8. Ground 12 complains that the trial judge expressed his opinion, in violation of Code 81-1104, in the course of the trial. The judge's remark occurred as part of a colloquy between the court and counsel during closing argument. "Where the court, in a colloquy with counsel, makes remarks which are prejudicial or intimate an opinion upon the merits of the case, proper objection, or a motion for mistrial should be made at the time of the occurrence. In the absence of such objection, error cannot be assigned thereon for the first time in a motion for new trial." Lumbermen's &c. Alliance v. Jessup, 100 Ga. App. 518, 533 (5) (112 SE2d 337); Darby v. McNelley, 103 Ga. App. 570, 571 (2) (120 SE2d 153). This rule obtains where the remark which allegedly expresses or intimates the court's opinion occurs in the course of the trial elsewhere than in the charge to the jury. The plaintiff having failed to avail herself of a motion for mistrial on account of the allegedly offensive matter, this ground of the motion for new trial will not be considered. See also: Moore v. McAfee, 151 Ga. 270, 275-276 (11) (106 SE 274); Royal Crown Bottling Co. v. Stiles, 82 Ga. App. 254, 262-265 (3) (60 SE2d 815); Head v. Pollard Lumber Sales, 88 Ga. App. 757, 759 (2) (77 SE2d 827); Flanigan v. Reville, 107 Ga. App. 382, 383 (5) (130 SE2d 258); Wood v. Hamilton, 109 Ga. App. 608, 610(2) (137 SE2d 61).

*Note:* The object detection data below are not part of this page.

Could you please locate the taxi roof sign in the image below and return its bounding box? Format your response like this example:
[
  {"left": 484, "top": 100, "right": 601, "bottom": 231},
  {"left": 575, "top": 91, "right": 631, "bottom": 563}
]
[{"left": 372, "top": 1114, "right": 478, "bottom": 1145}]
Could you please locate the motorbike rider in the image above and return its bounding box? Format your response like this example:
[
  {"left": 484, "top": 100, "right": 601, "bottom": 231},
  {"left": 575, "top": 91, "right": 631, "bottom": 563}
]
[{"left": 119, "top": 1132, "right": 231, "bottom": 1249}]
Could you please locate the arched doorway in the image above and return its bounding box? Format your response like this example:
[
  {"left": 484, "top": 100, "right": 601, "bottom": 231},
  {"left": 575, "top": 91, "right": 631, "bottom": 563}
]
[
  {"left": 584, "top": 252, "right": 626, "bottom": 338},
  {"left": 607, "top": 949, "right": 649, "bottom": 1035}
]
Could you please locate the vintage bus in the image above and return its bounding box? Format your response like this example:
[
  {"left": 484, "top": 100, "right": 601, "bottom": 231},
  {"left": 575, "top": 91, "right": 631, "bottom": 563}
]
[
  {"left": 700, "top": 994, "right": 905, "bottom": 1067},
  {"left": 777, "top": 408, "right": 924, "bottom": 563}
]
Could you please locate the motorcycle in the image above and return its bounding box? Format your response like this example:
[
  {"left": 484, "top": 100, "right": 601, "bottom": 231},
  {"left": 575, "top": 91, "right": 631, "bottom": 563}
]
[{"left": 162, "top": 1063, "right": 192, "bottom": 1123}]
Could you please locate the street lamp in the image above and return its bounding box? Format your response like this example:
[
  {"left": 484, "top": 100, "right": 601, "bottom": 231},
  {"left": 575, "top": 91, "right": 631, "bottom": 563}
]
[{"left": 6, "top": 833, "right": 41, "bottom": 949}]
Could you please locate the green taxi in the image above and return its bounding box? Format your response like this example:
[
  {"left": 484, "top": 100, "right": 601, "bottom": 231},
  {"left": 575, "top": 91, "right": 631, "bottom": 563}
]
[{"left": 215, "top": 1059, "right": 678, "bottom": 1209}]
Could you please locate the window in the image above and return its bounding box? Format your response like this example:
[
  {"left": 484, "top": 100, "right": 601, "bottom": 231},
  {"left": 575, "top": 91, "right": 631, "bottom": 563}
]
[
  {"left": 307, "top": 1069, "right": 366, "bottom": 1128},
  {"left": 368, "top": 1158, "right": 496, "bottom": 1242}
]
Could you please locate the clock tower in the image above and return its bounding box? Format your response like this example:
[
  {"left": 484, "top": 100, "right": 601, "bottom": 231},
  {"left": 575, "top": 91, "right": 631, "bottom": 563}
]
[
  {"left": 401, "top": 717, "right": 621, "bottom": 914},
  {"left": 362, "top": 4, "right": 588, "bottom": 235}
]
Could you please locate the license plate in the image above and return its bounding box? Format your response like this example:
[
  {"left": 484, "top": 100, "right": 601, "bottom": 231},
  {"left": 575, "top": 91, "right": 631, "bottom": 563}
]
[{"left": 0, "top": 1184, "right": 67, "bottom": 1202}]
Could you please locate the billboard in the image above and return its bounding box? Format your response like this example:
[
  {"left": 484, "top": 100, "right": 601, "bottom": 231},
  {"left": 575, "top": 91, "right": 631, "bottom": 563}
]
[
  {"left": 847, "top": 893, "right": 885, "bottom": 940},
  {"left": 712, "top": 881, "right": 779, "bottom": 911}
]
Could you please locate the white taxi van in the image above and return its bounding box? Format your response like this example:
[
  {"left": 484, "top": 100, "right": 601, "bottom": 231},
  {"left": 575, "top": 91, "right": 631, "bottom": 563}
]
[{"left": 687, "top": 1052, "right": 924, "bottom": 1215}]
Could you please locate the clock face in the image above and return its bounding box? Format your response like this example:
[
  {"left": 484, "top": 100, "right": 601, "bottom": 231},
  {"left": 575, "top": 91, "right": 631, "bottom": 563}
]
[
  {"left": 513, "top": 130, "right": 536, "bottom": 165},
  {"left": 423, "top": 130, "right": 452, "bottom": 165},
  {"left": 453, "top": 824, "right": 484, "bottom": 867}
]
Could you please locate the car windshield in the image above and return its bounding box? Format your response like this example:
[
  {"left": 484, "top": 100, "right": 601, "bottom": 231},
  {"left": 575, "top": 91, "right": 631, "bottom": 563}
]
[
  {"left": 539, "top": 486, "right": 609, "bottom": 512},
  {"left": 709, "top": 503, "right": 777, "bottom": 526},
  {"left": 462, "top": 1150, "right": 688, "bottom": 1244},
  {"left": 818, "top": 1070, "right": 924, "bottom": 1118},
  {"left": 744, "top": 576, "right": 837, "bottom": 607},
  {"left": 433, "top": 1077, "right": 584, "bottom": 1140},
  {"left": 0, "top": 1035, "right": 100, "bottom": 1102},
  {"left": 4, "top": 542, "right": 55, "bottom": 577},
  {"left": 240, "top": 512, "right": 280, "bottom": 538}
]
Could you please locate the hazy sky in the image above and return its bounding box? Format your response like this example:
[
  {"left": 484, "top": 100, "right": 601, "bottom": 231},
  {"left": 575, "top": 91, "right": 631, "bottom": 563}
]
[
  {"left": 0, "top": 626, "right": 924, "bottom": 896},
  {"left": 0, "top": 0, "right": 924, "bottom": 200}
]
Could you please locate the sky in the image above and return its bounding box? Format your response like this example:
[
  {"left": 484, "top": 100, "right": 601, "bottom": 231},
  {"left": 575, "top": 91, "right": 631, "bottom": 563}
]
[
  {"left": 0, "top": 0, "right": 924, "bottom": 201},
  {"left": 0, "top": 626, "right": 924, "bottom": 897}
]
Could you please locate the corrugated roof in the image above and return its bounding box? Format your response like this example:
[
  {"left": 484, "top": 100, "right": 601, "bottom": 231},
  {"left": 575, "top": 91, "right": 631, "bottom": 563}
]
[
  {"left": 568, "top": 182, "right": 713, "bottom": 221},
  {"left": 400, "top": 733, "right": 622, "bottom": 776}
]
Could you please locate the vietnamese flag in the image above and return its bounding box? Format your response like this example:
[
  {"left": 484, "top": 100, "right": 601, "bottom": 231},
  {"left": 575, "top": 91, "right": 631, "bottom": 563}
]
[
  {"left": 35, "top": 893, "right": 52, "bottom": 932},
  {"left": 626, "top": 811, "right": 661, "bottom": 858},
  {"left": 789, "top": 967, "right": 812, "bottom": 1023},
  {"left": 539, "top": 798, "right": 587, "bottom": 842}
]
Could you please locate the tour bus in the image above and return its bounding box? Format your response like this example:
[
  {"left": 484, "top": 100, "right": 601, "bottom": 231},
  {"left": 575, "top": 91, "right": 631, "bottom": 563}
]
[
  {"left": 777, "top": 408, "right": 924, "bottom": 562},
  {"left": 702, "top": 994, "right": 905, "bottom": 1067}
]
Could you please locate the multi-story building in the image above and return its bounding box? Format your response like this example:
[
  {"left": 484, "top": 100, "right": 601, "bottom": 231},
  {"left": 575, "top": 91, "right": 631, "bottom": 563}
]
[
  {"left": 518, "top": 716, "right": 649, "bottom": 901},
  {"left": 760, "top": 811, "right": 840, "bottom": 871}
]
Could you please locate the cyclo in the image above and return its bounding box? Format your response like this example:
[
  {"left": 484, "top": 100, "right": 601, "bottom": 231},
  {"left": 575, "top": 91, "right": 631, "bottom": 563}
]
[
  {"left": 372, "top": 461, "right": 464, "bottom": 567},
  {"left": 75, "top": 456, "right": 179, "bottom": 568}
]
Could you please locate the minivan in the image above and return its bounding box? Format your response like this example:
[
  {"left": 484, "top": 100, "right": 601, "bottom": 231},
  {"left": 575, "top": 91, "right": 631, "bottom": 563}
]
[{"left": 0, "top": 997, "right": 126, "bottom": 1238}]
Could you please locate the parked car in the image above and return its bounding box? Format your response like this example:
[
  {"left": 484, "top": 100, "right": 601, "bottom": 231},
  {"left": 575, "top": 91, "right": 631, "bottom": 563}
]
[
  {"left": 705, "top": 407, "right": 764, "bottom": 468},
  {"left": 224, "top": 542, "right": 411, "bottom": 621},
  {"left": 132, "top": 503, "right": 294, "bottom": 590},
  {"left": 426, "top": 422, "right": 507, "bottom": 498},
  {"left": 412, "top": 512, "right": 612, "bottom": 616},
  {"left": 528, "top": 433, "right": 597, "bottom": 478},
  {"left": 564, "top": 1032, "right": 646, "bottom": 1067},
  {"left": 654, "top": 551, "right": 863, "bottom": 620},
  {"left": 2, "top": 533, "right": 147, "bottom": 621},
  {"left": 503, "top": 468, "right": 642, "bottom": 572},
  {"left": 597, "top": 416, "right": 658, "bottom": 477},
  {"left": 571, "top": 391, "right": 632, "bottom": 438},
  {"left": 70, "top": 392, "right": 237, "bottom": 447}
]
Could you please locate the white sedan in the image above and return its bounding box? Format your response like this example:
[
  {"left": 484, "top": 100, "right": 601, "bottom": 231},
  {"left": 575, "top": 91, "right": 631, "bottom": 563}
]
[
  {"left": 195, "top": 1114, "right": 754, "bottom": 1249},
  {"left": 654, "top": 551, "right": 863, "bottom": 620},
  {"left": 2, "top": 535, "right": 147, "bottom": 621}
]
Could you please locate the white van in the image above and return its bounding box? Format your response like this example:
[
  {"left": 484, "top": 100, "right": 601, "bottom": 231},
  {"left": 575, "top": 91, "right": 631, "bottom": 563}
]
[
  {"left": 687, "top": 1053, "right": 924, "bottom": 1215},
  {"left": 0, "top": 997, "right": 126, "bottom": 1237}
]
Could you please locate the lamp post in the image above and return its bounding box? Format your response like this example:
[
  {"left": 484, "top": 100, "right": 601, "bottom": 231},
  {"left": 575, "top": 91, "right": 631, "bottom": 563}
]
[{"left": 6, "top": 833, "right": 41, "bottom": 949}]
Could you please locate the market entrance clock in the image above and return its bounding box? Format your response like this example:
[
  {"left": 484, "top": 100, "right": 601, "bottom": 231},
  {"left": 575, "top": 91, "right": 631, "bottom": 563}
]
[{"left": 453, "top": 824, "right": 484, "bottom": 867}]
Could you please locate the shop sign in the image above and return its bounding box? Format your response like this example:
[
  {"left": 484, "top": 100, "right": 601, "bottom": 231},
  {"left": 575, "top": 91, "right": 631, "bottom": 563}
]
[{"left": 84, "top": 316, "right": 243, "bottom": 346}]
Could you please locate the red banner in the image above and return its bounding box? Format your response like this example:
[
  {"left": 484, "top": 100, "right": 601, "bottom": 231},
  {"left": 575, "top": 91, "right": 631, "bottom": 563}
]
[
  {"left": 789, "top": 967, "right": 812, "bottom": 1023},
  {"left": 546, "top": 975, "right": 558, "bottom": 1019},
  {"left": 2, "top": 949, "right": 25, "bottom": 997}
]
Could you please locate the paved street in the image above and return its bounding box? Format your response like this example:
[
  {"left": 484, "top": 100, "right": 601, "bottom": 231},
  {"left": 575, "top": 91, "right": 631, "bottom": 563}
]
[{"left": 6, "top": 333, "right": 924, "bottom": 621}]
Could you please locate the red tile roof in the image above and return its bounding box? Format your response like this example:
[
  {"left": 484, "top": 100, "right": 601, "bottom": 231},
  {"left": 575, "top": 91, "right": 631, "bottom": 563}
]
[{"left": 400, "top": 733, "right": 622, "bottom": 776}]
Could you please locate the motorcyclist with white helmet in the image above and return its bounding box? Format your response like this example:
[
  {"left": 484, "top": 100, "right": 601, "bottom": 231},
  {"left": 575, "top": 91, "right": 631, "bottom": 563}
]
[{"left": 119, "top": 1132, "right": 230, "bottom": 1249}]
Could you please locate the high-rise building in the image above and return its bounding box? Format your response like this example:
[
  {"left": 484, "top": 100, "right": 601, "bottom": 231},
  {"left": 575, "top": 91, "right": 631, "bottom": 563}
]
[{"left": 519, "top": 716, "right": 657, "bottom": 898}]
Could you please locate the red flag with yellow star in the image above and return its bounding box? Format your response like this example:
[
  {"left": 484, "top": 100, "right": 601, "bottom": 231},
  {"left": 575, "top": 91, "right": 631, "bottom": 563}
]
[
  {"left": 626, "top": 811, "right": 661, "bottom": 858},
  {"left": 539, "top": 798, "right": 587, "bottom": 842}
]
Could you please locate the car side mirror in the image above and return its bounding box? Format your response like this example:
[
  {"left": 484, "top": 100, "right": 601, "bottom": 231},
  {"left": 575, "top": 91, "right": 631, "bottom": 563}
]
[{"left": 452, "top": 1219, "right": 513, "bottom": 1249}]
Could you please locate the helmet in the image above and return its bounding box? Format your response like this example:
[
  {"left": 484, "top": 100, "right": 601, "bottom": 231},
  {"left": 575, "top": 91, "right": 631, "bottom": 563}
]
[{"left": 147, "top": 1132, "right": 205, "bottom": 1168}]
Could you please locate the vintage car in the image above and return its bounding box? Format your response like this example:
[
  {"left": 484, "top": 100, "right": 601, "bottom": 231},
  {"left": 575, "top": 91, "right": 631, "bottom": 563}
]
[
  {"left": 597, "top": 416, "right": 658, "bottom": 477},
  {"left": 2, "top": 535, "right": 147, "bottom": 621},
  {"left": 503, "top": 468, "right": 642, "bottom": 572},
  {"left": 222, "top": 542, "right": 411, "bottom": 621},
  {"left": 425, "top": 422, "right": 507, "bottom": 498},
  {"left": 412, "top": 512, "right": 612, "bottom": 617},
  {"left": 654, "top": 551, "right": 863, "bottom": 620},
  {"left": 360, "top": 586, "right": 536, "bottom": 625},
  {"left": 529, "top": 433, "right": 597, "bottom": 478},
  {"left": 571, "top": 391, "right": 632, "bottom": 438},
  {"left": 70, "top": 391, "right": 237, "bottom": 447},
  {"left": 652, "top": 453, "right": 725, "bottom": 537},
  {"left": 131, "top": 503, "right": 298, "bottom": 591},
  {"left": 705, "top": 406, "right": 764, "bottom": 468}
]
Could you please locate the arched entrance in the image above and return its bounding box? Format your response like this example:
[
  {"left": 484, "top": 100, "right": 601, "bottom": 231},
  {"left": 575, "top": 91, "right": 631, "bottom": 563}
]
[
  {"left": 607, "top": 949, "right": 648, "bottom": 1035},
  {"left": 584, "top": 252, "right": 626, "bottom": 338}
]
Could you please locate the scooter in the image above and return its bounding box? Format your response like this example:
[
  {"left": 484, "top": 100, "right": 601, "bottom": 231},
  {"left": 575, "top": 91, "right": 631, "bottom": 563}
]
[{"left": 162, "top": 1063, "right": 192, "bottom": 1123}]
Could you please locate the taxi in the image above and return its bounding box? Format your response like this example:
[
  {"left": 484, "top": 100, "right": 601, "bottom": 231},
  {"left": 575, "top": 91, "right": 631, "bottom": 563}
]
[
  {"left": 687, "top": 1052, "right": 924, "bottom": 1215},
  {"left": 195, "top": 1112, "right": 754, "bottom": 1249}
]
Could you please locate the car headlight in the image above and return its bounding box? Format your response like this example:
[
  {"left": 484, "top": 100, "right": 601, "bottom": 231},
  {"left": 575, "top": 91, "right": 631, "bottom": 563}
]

9. There is no merit in special ground 13, which contends the court erred in reading to the jury a paragraph of the plaintiff's petition and stating that the defendant denied the allegation. The defendant's denial of the allegations of this paragraph was not supported by any evidence, while the evidence tended to prove plaintiff's allegations. However, the defendant's contention as charged was virtually immaterial; and the status of the evidence was such that this charge, if erroneous, could not have misled the jury.
The general grounds of the motion were abandoned.
The judgment is reversed on special grounds 6 and 7 of the motion for new trial.
Judgment reversed. Frankum and Hall, JJ., concur,
T. J. Long, Ben Weinberg, Jr., Scott S. Edwards, Jr., contra.
Vernon W. Duncan, for plaintiff in error.
SUBMITTED JANUARY 11, 1965 -- DECIDED JUNE 18, 1965.